Technologies such as 5G, cloud computing, big data, AI, and high-performance data analysis are driving rapid growth of enterprise unstructured data: video, audio, images, and documents are growing from petabytes to exabytes. Examples include a genomic sequencer producing 8.5 PB per year, a large operator processing 15 PB per day, a remote sensing satellite collecting 18 PB per year, and an autonomous vehicle generating 180 PB per year for training.

Enterprises must first ensure capacity: storing more data at the lowest cost, smallest footprint, and lowest power. Second, data must be able to move: efficient, policy-driven data flow both between and within data centers. Finally, data must be usable: mixed workloads of video, audio, images, and text must meet application requirements.

6. Storage-native Security

Data is the foundation of AI, and its protection is critical. According to the Splunk 2023 State of Security report, over 52% of organizations experienced data-exposing malicious attacks and 66% faced ransomware, underscoring rising data security importance.

Data interacts with storage throughout its lifecycle: creation, collection, transmission, use, and destruction. As the final repository and "vault" for data, storage provides near-data protection and media-level control that are essential for data protection, backup and recovery, and secure data destruction.

Storage-native security strengthens protection through architectural and design principles and includes two aspects: device-level security capabilities and data protection mechanisms provided by storage systems.

7. All-flash Deployments

By 2022, SSD market share and shipments exceeded those of HDDs by over 2x, accounting for more than 65% of the market. The industry is moving toward widespread flash adoption.

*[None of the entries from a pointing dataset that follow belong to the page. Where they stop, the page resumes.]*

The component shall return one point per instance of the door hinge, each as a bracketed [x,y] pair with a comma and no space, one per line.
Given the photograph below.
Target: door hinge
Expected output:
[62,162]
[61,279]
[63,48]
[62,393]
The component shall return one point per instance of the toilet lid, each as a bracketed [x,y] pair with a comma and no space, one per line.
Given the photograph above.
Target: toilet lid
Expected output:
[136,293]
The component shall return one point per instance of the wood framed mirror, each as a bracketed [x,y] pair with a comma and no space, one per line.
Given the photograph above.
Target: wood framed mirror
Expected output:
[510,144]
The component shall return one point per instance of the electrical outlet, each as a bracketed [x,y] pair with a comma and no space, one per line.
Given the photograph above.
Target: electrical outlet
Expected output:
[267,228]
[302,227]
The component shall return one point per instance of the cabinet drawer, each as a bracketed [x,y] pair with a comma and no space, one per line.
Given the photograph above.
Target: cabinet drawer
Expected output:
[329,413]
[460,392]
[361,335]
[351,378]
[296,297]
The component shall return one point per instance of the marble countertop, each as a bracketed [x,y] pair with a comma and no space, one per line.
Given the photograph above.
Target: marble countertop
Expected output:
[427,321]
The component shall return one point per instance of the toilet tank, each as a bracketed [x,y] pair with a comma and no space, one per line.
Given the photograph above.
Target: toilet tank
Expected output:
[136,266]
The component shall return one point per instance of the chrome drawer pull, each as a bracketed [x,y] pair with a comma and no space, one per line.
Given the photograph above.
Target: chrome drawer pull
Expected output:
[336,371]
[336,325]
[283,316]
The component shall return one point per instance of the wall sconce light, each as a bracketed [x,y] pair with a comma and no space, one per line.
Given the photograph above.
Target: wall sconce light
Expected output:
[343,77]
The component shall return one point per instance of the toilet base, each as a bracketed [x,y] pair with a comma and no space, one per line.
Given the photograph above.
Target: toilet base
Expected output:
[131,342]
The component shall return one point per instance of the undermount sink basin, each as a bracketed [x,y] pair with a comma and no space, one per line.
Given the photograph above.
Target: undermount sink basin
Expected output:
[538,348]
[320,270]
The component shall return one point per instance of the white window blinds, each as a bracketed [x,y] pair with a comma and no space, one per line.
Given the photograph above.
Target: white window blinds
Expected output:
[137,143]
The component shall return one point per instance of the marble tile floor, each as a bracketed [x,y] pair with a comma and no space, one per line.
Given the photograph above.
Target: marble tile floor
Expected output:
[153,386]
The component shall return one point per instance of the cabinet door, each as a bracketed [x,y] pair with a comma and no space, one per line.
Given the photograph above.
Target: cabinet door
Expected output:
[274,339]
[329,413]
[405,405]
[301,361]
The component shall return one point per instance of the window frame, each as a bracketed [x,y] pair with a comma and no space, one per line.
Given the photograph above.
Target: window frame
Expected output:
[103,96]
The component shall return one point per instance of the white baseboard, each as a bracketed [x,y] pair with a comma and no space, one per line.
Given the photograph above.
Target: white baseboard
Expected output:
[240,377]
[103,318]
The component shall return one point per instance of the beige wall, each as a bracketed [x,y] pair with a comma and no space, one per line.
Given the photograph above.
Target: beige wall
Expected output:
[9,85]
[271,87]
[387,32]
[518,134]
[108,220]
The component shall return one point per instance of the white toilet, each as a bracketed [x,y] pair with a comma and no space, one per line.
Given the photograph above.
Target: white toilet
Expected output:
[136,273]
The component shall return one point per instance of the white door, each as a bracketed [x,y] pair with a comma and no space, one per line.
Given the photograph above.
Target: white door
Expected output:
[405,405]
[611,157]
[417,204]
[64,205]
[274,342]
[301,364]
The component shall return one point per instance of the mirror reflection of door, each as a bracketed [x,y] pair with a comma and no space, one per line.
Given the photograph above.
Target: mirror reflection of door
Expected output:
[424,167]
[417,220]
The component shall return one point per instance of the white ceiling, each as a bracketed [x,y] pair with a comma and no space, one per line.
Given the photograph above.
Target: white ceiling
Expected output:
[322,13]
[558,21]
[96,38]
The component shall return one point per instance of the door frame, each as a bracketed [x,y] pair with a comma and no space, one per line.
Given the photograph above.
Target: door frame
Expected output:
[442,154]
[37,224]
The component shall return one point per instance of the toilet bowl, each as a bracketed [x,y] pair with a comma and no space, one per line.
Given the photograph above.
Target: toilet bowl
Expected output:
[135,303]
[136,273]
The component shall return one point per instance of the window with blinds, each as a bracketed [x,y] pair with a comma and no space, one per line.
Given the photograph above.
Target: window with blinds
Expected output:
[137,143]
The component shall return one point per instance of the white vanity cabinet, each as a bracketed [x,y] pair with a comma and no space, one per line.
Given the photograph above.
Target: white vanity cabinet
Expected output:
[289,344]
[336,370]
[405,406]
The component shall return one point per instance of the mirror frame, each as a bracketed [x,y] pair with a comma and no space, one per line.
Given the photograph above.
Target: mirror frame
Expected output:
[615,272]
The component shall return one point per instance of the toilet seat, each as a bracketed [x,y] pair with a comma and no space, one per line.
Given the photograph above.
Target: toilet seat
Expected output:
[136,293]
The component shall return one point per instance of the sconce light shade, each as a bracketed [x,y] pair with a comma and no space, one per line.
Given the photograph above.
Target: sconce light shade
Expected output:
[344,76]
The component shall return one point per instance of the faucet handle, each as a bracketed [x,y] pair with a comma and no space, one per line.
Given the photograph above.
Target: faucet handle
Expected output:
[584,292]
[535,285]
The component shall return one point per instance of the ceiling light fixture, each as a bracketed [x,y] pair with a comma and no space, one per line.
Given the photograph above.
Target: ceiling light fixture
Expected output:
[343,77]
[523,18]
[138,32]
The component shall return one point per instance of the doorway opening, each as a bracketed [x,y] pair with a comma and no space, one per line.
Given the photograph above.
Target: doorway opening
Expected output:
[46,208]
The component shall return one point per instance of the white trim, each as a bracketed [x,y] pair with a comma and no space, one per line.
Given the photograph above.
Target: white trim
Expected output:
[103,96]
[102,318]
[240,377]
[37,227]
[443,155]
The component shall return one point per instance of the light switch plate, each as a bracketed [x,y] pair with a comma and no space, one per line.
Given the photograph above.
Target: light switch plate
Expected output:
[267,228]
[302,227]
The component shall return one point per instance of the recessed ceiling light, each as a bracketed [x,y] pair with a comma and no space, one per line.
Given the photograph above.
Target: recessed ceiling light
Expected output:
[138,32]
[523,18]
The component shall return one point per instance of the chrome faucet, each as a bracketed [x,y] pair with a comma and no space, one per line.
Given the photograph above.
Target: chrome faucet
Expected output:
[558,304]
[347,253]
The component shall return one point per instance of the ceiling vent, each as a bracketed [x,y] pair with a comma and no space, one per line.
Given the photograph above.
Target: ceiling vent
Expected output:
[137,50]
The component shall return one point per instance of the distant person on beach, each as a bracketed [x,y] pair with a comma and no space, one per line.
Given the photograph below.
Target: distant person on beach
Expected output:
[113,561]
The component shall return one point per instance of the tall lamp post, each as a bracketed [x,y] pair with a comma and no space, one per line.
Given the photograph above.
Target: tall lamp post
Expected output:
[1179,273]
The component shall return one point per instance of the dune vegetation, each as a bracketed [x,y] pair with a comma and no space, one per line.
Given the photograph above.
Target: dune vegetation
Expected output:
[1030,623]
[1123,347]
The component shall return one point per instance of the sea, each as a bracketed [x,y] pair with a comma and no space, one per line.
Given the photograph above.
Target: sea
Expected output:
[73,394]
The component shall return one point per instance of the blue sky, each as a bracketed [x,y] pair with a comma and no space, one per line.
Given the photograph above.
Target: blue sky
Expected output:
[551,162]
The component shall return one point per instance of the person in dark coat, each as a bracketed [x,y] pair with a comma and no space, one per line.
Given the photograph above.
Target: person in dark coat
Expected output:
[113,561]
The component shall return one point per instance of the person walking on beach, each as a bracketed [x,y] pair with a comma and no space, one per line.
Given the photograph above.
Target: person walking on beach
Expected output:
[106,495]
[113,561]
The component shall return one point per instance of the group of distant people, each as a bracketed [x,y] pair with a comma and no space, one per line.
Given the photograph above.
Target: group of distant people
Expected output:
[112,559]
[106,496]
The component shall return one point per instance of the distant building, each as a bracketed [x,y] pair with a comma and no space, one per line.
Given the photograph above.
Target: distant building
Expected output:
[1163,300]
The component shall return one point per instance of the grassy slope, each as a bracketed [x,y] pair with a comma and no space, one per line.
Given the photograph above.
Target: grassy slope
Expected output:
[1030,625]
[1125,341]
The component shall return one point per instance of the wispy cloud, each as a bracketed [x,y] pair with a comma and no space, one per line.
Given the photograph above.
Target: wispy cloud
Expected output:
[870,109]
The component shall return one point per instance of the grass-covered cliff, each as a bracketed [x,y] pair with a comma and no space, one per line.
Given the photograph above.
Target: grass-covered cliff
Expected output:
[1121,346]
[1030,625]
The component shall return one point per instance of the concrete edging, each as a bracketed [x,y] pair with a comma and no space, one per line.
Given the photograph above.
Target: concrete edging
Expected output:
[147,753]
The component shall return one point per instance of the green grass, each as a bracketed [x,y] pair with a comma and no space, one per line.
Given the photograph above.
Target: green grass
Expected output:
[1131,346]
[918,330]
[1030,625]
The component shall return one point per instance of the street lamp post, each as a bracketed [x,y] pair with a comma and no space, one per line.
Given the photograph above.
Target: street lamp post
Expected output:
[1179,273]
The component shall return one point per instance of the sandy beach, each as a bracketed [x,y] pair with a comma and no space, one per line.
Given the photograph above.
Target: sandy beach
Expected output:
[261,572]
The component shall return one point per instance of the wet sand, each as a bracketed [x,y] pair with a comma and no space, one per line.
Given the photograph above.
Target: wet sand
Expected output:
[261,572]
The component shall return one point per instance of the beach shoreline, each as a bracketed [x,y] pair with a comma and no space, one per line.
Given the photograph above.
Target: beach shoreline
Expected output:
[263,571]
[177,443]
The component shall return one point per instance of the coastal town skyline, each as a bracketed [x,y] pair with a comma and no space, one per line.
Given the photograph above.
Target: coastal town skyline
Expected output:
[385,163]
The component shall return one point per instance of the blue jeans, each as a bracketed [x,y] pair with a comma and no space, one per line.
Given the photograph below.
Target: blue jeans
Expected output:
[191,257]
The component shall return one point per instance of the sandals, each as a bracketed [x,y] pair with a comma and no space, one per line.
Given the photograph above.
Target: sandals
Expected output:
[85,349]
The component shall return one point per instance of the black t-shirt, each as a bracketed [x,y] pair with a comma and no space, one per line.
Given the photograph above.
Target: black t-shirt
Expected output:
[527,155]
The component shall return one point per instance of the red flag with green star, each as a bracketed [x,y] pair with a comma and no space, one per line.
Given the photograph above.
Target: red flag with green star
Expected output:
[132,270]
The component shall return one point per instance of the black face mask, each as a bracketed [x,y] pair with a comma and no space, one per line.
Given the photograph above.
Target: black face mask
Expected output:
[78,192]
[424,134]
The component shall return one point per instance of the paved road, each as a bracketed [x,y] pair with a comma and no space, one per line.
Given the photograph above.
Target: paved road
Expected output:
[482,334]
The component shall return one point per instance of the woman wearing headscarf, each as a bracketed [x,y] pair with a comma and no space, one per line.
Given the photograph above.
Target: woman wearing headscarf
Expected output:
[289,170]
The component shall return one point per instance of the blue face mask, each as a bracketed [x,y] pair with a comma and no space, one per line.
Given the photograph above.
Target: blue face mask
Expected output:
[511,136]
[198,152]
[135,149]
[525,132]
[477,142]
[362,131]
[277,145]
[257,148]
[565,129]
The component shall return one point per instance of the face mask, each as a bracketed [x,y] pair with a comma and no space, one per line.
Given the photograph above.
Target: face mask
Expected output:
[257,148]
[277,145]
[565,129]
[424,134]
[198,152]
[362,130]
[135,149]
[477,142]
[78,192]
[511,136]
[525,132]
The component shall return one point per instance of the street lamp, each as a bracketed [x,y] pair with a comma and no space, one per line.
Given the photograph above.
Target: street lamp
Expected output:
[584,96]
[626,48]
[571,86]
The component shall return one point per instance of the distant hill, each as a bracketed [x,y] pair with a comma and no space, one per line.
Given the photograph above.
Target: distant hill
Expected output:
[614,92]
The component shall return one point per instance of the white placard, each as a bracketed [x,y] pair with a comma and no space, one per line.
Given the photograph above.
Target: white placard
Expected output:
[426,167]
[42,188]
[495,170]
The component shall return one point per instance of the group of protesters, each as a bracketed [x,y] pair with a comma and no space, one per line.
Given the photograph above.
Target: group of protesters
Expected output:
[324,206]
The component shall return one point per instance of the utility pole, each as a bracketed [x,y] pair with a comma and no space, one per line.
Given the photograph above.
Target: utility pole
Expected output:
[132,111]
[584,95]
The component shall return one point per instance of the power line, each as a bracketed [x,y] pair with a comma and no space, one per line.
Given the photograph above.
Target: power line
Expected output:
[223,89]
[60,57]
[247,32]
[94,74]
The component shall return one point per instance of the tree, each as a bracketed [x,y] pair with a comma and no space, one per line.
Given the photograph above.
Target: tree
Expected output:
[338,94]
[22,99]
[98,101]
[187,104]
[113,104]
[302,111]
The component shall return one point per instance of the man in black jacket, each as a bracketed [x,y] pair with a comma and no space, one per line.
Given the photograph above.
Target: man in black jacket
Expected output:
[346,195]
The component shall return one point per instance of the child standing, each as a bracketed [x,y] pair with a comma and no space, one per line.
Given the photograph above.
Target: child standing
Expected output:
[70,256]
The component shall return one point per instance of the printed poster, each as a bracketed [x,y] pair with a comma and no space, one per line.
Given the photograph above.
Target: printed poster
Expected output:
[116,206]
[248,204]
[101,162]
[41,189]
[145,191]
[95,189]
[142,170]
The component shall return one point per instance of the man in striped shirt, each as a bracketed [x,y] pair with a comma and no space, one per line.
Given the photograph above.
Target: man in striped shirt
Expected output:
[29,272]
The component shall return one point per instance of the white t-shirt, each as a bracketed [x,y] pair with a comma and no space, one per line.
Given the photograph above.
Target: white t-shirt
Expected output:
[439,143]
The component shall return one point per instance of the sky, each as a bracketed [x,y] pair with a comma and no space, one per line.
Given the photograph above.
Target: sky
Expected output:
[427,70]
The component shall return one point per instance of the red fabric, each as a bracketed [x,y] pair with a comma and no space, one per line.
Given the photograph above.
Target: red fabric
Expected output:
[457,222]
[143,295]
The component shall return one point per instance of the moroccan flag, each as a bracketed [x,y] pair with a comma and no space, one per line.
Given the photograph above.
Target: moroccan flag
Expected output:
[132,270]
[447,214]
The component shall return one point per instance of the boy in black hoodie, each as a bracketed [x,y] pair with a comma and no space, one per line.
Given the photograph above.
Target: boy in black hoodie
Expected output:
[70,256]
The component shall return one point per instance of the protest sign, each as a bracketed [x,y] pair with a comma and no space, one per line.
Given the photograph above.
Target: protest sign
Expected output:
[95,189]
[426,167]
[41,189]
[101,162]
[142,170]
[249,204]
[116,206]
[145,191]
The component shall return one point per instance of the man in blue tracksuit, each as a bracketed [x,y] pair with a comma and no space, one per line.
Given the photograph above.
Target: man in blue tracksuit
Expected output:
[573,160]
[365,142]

Enterprise SSD costs are largely determined by NAND dies. 3D NAND layer increases and QLC adoption have driven down all-flash BOM costs. Mainstream 3D NAND now reaches 176 layers in production, with roadmaps above 200 layers, nearly doubling layer counts since 2018. In terms of die types, TLC has become the mainstream for enterprise SSDs, and QLC SSDs are increasingly used.

8. Data-centric Architecture

AI and real-time analytics demands have diversified compute beyond CPUs to include CPU+GPU+NPU+DPU. As CPU performance scaling slows and server architectures evolve toward composable designs, storage architectures will also shift to data-centric composable models to boost system performance.

Future storage systems will integrate diverse processors (CPU, DPU), memory pools, flash pools, and capacity disk pools connected by new data buses. This will enable data to be placed directly into memory or flash on arrival, avoiding CPU bottlenecks in data access.

9. AI-enabled Storage

AI techniques can predict trends in performance, capacity, and component failures to reduce incident rates. In complex fault scenarios, storage management systems augmented by large models can accelerate interactive diagnostics and assist operators in rapid problem localization, substantially shortening mean time to repair.

10. Storage Energy Efficiency

Under carbon neutrality goals, green low-carbon operation is a key direction for data centers. Storage accounts for more than 30% of data center IT energy consumption, so reducing storage energy use is essential for achieving net-zero emissions.

Consolidating protocols and eliminating isolated silos improves utilization. A single storage system supporting file, object, and HDFS protocols can meet diverse workloads and consolidate different storage types. Resource pooling increases utilization efficiency.

About 83% of storage energy is consumed by media. For equivalent capacity, SSDs consume 70% less energy and use 50% less space than HDDs. Deploying high-capacity SSDs and high-density disk enclosures increases capacity per watt and reduces processing and storage energy per unit of data, enabling more capacity in less space.